4. Asas Manfaat: Setiap kegiatan pembangunan harus disesuaikan dengan potensi sumber daya alam dan lingkungan hidup untuk meningkatkan kesejahteraan masyarakat.
5. Asas Keadilan: Perlindungan dan pengelolaan lingkungan hidup harus mencerminkan keadilan proporsional bagi semua warganegara.
6. Asas Kehati-hatian: Ketidakpastian mengenai dampak suatu usaha atau kegiatan tidak boleh dijadikan alasan untuk menunda langkah pencegahan terhadap ancaman terhadap lingkungan hidup.

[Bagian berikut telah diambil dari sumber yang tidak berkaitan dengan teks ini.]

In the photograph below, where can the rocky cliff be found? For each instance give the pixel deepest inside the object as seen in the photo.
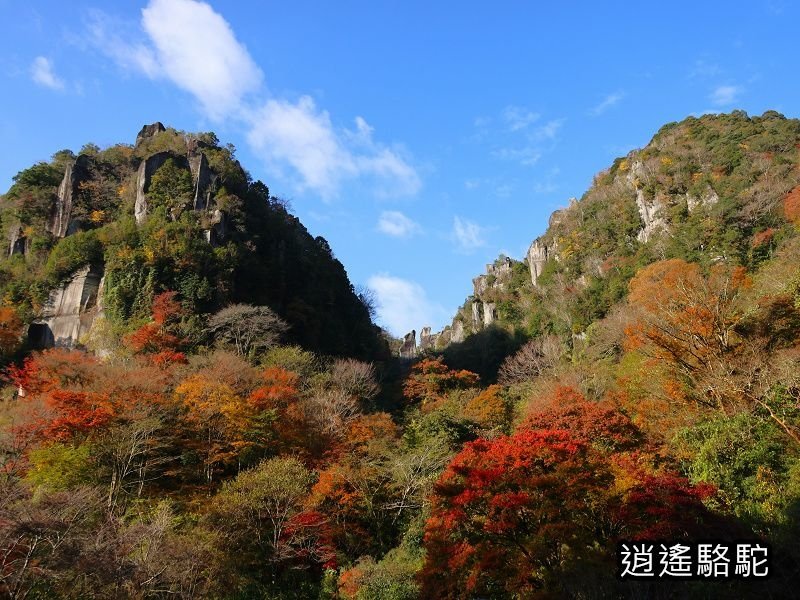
(175, 211)
(706, 188)
(70, 310)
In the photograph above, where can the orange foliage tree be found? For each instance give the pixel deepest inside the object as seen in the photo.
(157, 339)
(791, 206)
(505, 511)
(431, 379)
(220, 416)
(689, 321)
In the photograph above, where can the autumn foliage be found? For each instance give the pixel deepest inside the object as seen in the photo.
(791, 206)
(431, 379)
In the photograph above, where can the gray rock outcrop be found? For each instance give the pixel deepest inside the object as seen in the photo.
(497, 276)
(651, 212)
(709, 198)
(204, 179)
(489, 313)
(146, 169)
(61, 223)
(70, 310)
(427, 340)
(18, 242)
(476, 314)
(457, 332)
(538, 253)
(409, 348)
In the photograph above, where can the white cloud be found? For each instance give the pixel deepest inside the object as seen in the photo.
(467, 235)
(189, 44)
(302, 136)
(607, 102)
(518, 118)
(42, 72)
(403, 305)
(526, 156)
(549, 131)
(725, 95)
(396, 224)
(198, 51)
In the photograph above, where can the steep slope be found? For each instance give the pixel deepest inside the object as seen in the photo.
(103, 231)
(706, 190)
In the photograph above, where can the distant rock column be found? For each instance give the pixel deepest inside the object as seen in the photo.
(537, 258)
(409, 347)
(146, 169)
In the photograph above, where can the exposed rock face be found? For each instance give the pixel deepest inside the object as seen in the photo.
(427, 340)
(496, 277)
(146, 169)
(18, 242)
(148, 131)
(710, 198)
(651, 213)
(204, 179)
(218, 229)
(651, 210)
(558, 215)
(61, 223)
(538, 253)
(476, 314)
(489, 313)
(457, 335)
(70, 310)
(409, 347)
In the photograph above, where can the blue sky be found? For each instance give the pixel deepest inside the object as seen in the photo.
(421, 139)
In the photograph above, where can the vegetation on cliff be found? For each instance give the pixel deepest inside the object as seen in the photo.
(646, 386)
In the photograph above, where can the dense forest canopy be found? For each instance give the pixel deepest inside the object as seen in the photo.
(220, 417)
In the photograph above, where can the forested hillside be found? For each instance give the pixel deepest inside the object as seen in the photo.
(221, 418)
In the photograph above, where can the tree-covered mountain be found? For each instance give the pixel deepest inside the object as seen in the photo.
(177, 212)
(636, 378)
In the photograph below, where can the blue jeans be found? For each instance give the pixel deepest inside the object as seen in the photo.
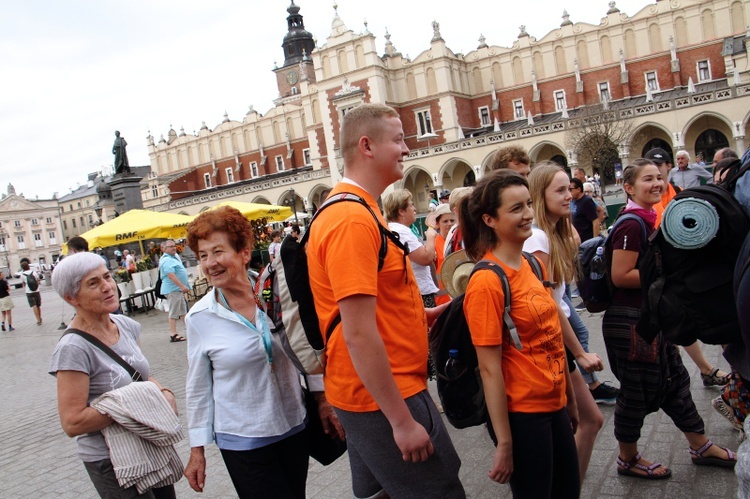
(582, 333)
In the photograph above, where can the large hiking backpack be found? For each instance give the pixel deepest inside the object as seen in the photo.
(597, 293)
(283, 292)
(463, 396)
(687, 271)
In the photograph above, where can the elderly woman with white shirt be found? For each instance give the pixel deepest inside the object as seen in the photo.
(401, 214)
(242, 391)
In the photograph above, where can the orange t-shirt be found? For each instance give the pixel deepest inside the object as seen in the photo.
(666, 197)
(439, 259)
(534, 376)
(342, 255)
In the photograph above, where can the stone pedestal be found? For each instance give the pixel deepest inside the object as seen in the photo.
(126, 193)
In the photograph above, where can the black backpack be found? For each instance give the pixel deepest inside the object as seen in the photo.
(463, 397)
(688, 292)
(31, 281)
(283, 292)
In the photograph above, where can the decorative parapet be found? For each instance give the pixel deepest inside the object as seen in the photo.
(631, 111)
(251, 186)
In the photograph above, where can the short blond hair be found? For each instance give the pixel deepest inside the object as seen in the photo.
(394, 202)
(363, 120)
(457, 195)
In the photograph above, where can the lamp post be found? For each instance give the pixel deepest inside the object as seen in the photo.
(98, 211)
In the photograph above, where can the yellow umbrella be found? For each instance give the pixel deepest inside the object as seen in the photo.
(254, 211)
(137, 225)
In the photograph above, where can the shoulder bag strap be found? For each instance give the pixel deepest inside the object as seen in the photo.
(134, 374)
(507, 321)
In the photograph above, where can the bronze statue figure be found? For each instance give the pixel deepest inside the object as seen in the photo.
(121, 155)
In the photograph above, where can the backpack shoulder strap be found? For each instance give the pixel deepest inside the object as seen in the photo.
(385, 233)
(135, 375)
(536, 266)
(507, 321)
(630, 216)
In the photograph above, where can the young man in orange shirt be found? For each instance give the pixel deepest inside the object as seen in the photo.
(377, 357)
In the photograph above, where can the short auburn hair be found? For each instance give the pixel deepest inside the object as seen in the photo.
(363, 120)
(225, 219)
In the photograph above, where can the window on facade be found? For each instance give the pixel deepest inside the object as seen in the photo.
(484, 116)
(560, 103)
(604, 91)
(704, 71)
(424, 121)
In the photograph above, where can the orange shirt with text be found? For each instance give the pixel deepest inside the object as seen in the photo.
(534, 376)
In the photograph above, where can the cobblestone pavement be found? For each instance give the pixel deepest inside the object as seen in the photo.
(38, 459)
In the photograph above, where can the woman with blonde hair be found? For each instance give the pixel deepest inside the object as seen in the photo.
(401, 213)
(551, 242)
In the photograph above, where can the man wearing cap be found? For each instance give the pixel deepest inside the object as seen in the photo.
(584, 211)
(685, 175)
(376, 371)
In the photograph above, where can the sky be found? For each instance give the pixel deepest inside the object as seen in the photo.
(75, 71)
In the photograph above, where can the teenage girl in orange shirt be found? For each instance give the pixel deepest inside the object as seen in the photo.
(528, 390)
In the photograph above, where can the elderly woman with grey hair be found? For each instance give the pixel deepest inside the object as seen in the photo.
(84, 371)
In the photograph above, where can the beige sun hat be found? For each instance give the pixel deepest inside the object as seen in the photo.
(431, 219)
(455, 273)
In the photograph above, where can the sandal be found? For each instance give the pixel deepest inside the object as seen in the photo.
(701, 460)
(624, 468)
(714, 378)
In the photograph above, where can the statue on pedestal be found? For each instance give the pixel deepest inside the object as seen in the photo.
(121, 155)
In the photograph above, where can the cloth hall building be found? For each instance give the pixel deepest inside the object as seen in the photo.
(676, 72)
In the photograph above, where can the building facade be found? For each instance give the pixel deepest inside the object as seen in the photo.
(28, 229)
(677, 73)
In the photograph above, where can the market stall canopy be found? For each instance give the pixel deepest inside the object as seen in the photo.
(136, 226)
(254, 211)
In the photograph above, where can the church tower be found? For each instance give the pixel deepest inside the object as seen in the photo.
(298, 45)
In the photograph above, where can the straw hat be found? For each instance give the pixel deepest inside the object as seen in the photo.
(455, 273)
(431, 220)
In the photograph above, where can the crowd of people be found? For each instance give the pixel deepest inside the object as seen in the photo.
(243, 393)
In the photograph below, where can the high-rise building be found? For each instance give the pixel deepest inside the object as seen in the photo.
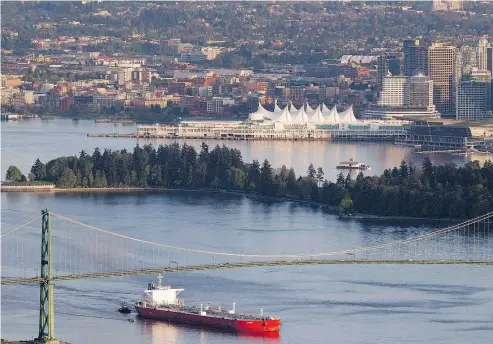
(443, 70)
(421, 90)
(405, 96)
(468, 59)
(415, 56)
(474, 96)
(482, 53)
(447, 5)
(395, 91)
(388, 63)
(489, 60)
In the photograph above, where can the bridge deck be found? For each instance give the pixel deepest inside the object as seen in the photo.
(38, 280)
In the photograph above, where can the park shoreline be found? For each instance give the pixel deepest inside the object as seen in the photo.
(358, 216)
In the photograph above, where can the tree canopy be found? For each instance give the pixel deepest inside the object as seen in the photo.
(432, 191)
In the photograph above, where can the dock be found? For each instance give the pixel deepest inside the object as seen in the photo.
(111, 135)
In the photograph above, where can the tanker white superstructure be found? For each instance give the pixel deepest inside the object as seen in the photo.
(289, 123)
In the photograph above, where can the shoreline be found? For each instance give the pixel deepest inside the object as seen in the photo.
(356, 216)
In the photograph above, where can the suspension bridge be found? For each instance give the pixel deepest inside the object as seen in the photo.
(52, 247)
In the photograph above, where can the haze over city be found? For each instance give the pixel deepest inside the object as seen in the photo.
(233, 172)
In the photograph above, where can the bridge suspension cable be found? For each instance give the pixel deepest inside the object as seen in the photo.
(300, 255)
(21, 225)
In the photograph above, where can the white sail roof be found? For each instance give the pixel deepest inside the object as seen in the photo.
(285, 116)
(260, 114)
(321, 114)
(317, 117)
(292, 109)
(347, 116)
(301, 116)
(277, 109)
(310, 111)
(325, 110)
(333, 116)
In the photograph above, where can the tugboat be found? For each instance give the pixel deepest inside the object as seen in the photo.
(124, 308)
(352, 165)
(161, 303)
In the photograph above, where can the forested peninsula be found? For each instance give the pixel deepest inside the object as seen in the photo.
(441, 191)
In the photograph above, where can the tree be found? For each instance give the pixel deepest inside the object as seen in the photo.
(13, 174)
(311, 172)
(68, 179)
(404, 170)
(320, 176)
(266, 182)
(39, 170)
(346, 205)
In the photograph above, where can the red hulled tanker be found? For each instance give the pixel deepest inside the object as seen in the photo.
(161, 303)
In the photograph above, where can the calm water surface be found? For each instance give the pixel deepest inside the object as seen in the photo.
(384, 304)
(24, 141)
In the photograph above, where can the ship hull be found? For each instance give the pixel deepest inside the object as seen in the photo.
(234, 325)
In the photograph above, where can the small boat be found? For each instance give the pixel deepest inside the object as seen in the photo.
(124, 308)
(352, 165)
(160, 302)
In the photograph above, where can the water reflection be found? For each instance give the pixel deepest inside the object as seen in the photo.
(167, 333)
(50, 139)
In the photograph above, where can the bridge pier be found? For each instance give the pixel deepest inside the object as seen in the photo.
(46, 332)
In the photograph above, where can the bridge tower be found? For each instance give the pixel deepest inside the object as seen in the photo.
(46, 307)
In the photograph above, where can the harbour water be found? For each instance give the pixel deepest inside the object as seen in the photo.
(48, 139)
(384, 304)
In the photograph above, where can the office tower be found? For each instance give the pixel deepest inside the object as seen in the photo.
(404, 96)
(395, 91)
(415, 56)
(474, 96)
(443, 70)
(489, 60)
(447, 5)
(421, 90)
(482, 53)
(469, 59)
(388, 63)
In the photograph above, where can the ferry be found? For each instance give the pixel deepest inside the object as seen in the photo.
(353, 165)
(160, 302)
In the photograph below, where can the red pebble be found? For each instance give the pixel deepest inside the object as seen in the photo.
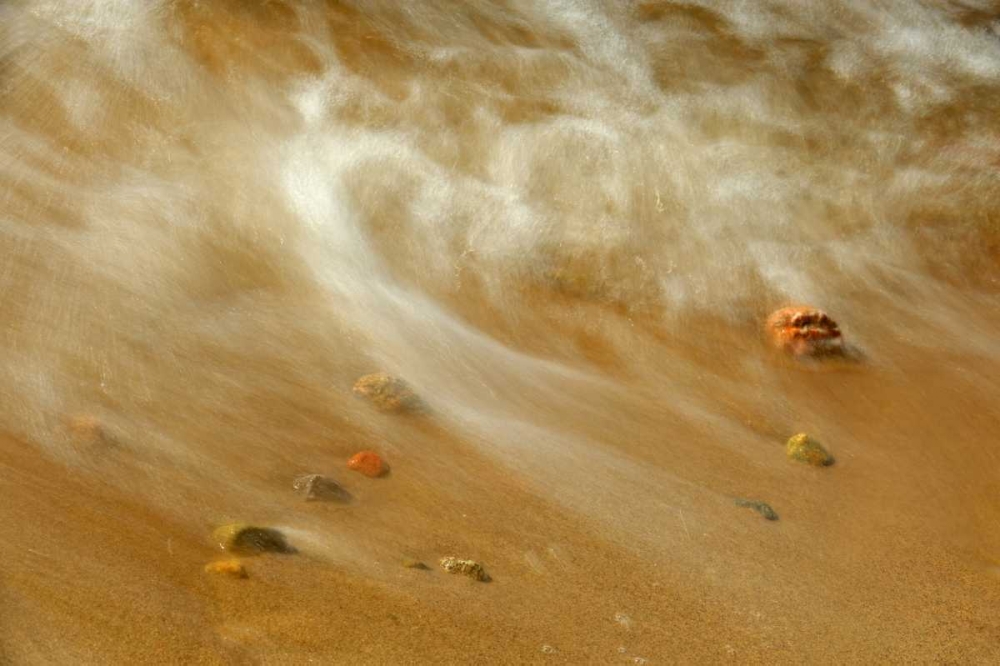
(368, 463)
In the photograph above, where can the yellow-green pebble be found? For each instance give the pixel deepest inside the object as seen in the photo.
(805, 449)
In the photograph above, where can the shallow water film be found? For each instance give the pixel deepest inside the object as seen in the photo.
(440, 332)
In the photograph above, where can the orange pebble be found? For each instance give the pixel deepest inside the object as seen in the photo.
(368, 463)
(804, 331)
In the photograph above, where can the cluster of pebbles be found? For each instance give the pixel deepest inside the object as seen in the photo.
(388, 394)
(804, 333)
(801, 332)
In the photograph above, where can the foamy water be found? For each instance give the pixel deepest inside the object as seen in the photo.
(563, 224)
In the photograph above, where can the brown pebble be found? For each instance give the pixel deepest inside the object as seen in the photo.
(388, 393)
(241, 538)
(316, 487)
(368, 463)
(469, 568)
(415, 564)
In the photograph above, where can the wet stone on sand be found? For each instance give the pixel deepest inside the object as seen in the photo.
(231, 568)
(762, 508)
(368, 463)
(804, 448)
(242, 538)
(411, 563)
(319, 488)
(388, 394)
(469, 568)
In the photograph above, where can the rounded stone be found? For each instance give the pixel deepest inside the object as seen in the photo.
(469, 568)
(242, 538)
(804, 448)
(388, 393)
(804, 331)
(232, 568)
(317, 488)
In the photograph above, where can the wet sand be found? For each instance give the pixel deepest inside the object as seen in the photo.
(565, 229)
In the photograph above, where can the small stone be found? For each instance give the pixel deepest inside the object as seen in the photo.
(762, 508)
(415, 564)
(388, 393)
(804, 331)
(368, 463)
(469, 568)
(316, 487)
(241, 538)
(232, 568)
(805, 449)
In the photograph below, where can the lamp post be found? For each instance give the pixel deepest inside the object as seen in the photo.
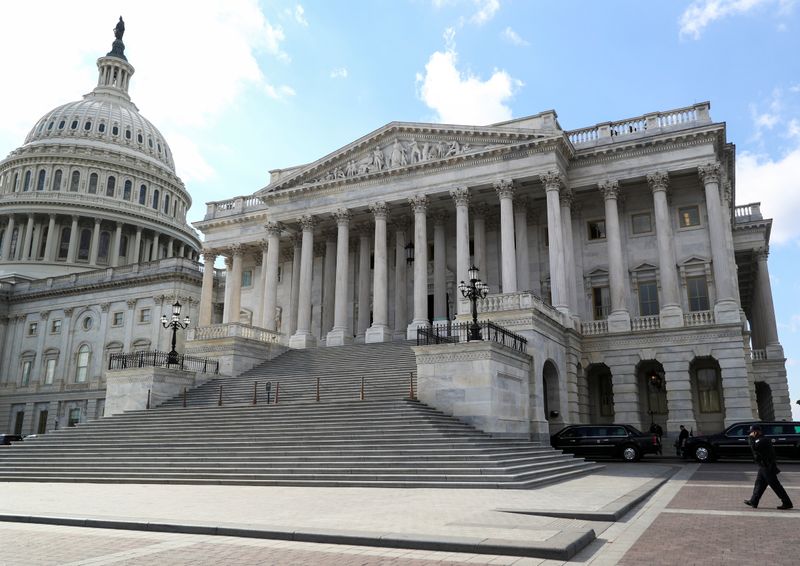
(474, 290)
(174, 323)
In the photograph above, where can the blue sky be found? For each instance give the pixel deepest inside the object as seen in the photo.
(239, 87)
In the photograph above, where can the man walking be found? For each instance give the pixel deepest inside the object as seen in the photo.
(764, 455)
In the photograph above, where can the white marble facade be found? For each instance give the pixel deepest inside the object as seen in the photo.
(614, 249)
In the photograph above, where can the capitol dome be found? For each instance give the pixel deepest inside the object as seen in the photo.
(94, 185)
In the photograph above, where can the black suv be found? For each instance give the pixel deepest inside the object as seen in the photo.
(732, 443)
(606, 441)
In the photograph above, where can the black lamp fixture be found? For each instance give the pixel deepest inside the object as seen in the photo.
(174, 323)
(474, 290)
(410, 252)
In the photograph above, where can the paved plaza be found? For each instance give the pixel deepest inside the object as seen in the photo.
(690, 514)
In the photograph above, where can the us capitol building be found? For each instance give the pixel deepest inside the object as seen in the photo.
(616, 250)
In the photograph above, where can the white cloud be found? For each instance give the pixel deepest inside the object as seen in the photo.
(486, 11)
(776, 184)
(462, 98)
(701, 13)
(513, 37)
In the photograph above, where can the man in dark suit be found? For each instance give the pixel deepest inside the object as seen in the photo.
(764, 455)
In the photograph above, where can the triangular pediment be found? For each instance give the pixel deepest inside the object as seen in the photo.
(399, 147)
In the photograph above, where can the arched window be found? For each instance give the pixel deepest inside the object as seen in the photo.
(63, 248)
(82, 364)
(84, 243)
(105, 244)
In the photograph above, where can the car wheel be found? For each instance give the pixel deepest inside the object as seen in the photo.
(703, 453)
(630, 453)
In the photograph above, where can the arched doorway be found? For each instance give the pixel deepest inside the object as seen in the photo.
(601, 394)
(766, 410)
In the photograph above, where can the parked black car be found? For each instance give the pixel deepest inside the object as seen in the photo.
(732, 442)
(606, 441)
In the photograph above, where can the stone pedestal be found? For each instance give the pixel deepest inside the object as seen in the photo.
(481, 383)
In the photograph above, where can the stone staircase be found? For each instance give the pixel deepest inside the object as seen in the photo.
(386, 440)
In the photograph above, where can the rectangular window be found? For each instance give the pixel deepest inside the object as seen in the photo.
(26, 372)
(642, 223)
(697, 290)
(601, 302)
(689, 216)
(597, 229)
(49, 371)
(648, 298)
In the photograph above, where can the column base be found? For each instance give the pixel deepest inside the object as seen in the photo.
(411, 332)
(726, 311)
(301, 341)
(671, 317)
(619, 321)
(377, 333)
(338, 337)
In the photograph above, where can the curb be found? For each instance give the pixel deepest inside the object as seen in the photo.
(562, 546)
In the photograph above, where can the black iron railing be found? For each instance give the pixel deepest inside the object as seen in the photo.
(163, 359)
(455, 333)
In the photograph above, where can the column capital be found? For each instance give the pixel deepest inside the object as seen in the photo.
(342, 217)
(307, 223)
(419, 203)
(710, 172)
(552, 180)
(658, 181)
(460, 195)
(380, 210)
(273, 228)
(609, 188)
(504, 188)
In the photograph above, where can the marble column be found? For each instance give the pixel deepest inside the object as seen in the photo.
(439, 268)
(379, 331)
(74, 237)
(341, 333)
(460, 196)
(559, 296)
(50, 244)
(7, 239)
(207, 290)
(769, 329)
(565, 199)
(505, 190)
(670, 310)
(401, 224)
(419, 205)
(521, 239)
(95, 247)
(271, 264)
(364, 272)
(328, 283)
(619, 320)
(725, 309)
(303, 338)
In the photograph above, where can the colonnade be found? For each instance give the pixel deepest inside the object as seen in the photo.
(514, 260)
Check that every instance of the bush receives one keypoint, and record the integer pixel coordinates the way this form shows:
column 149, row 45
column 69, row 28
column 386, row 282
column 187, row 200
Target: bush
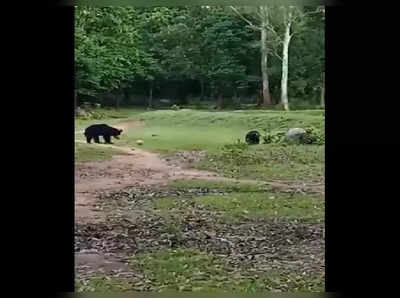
column 313, row 136
column 175, row 107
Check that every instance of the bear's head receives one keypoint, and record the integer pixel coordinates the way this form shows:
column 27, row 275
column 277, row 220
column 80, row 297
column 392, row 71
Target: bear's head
column 116, row 133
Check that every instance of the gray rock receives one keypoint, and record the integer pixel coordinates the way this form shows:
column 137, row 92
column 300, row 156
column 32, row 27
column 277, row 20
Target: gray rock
column 80, row 112
column 294, row 134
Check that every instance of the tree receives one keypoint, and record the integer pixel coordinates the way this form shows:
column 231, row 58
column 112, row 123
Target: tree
column 294, row 21
column 261, row 23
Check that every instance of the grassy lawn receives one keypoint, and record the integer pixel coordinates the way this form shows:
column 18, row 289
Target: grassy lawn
column 93, row 152
column 168, row 131
column 190, row 270
column 254, row 216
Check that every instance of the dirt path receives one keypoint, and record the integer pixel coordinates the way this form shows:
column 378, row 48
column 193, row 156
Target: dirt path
column 134, row 168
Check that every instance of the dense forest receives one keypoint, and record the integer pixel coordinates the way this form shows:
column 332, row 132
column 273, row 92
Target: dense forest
column 220, row 57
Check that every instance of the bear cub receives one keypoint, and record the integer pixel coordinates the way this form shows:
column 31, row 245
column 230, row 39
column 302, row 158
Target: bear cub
column 96, row 130
column 253, row 137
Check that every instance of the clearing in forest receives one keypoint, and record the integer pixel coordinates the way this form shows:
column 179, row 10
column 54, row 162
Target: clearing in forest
column 184, row 211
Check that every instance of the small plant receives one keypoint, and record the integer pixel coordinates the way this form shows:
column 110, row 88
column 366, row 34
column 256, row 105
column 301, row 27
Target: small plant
column 273, row 137
column 313, row 136
column 175, row 107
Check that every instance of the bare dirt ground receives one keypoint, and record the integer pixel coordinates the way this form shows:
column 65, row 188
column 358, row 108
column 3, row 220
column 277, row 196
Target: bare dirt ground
column 138, row 169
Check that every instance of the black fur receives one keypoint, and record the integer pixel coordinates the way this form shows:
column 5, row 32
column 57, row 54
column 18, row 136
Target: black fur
column 96, row 130
column 253, row 137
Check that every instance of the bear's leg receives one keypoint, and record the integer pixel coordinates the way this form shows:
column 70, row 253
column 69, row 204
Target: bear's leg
column 107, row 139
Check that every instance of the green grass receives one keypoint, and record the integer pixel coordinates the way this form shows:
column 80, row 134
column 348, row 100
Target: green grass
column 244, row 205
column 191, row 270
column 266, row 205
column 211, row 130
column 183, row 184
column 94, row 152
column 264, row 162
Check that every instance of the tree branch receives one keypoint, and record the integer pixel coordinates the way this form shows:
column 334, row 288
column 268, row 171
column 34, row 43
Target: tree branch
column 243, row 18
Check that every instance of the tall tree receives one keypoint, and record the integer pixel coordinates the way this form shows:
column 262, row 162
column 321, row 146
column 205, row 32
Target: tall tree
column 294, row 20
column 260, row 22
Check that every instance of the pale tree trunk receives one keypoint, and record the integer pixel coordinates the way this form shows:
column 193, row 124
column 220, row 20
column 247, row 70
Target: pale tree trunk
column 285, row 67
column 202, row 89
column 323, row 91
column 266, row 99
column 151, row 95
column 75, row 99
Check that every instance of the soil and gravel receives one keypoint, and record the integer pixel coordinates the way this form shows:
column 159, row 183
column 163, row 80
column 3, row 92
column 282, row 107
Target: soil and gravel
column 116, row 219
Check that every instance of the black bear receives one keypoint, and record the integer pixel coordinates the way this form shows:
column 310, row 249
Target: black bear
column 96, row 130
column 253, row 137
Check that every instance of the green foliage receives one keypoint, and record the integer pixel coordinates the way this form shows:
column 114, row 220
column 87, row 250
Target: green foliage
column 273, row 137
column 175, row 107
column 313, row 136
column 124, row 47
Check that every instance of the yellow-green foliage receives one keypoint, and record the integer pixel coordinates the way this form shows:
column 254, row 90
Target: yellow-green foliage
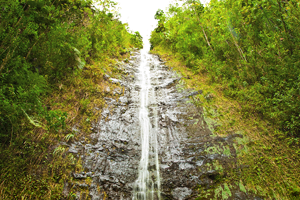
column 251, row 48
column 53, row 55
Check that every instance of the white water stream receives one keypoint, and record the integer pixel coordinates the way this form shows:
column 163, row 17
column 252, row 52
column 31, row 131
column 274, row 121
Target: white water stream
column 147, row 186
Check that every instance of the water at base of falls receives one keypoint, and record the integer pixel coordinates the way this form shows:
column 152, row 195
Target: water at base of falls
column 147, row 186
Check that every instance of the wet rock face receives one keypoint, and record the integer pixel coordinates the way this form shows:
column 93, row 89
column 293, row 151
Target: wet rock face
column 112, row 159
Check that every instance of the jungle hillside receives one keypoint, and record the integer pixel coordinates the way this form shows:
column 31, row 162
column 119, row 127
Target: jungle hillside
column 53, row 54
column 245, row 54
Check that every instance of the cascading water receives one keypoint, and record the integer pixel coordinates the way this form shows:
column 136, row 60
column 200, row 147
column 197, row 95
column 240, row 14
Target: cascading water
column 147, row 186
column 150, row 142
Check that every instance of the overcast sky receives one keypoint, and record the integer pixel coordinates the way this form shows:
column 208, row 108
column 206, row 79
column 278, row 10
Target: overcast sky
column 139, row 14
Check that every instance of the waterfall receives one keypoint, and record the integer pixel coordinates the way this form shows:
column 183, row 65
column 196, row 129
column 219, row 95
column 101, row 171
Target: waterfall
column 147, row 186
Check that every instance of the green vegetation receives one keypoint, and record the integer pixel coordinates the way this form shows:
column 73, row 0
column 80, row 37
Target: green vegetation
column 245, row 55
column 53, row 55
column 251, row 48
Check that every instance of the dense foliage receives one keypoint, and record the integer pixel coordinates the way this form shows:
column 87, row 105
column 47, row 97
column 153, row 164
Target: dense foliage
column 250, row 47
column 43, row 42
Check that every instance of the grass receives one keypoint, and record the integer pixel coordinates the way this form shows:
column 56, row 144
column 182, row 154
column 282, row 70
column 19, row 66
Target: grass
column 37, row 165
column 268, row 165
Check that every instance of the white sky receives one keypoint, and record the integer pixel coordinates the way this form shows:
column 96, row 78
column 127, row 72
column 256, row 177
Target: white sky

7. Asas Ekoregion: Perlindungan dan pengelolaan lingkungan harus memperhatikan karakteristik sumber daya alam, ekosistem, kondisi geografis, budaya masyarakat, serta kearifan lokal.
8. Asas Keanekaragaman Hayati: Perlindungan dan pengelolaan lingkungan hidup harus mempertahankan keberlanjutan sumber daya alam hayati, termasuk sumber daya alam nabati dan hewani.
9. Asas Pencemar Membayar: Setiap penanggung jawab usaha atau kegiatan yang menyebabkan pencemaran atau kerusakan lingkungan wajib menanggung biaya pemulihan lingkungan hidup.
10. Asas Partisipatif: Masyarakat berhak berperan aktif dalam pengambilan keputusan dan pelaksanaan perlindungan dan pengelolaan lingkungan hidup.
11. Asas Kearifan Lokal: Perlindungan dan pengelolaan lingkungan hidup harus memperhatikan nilai-nilai yang berlaku dalam tata kehidupan masyarakat.
12. Asas Tata Kelola Pemerintahan yang Baik: Perlindungan dan pengelolaan lingkungan hidup harus didasarkan pada prinsip partisipatif, keterbukaan, akuntabilitas, efisiensi, dan keadilan oleh pemerintah.
13. Asas Otonomi Daerah: Pemerintah dan pemerintah daerah berhak mengatur dan mengurus sendiri urusan pemerintahan dalam bidang perlindungan dan pengelolaan lingkungan hidup, dengan memperhatikan kekhususan dan keragaman daerah dalam bingkai NKRI.
Perlakuan merusak lingkungan yang terjadi tidak langsung oleh pemerintah akibat kebijakan yang kurang dianalisis secara mendalam, pada akhirnya menyulitkan hidup masyarakat dan merugikan ekosistem. Proyek strategis nasional yang mengambil alih tanah untuk kepentingan nasional menciptakan konflik, mirip dengan situasi pada masa orde baru yang terkait dengan perampasan lahan untuk keperluan infrastruktur. Istilah proyek strategis nasional muncul tanpa adanya diskusi dengan masyarakat untuk menentukan kebutuhan wilayah mereka terhadap proyek tersebut. Meskipun pemerintah daerah seharusnya bertanggung jawab menyampaikannya kepada masyarakat, sayangnya tidak ada partisipasi masyarakat dalam proyek tersebut. Ini menimbulkan pertanyaan apakah proyek tersebut diinginkan oleh masyarakat atau tidak, dan keputusan proyek diambil tanpa melibatkan mereka, seperti yang diungkapkan oleh Rakhma Mary, Ketua Bidang Manajemen Pengetahuan YLBHI, dalam sebuah diskusi online.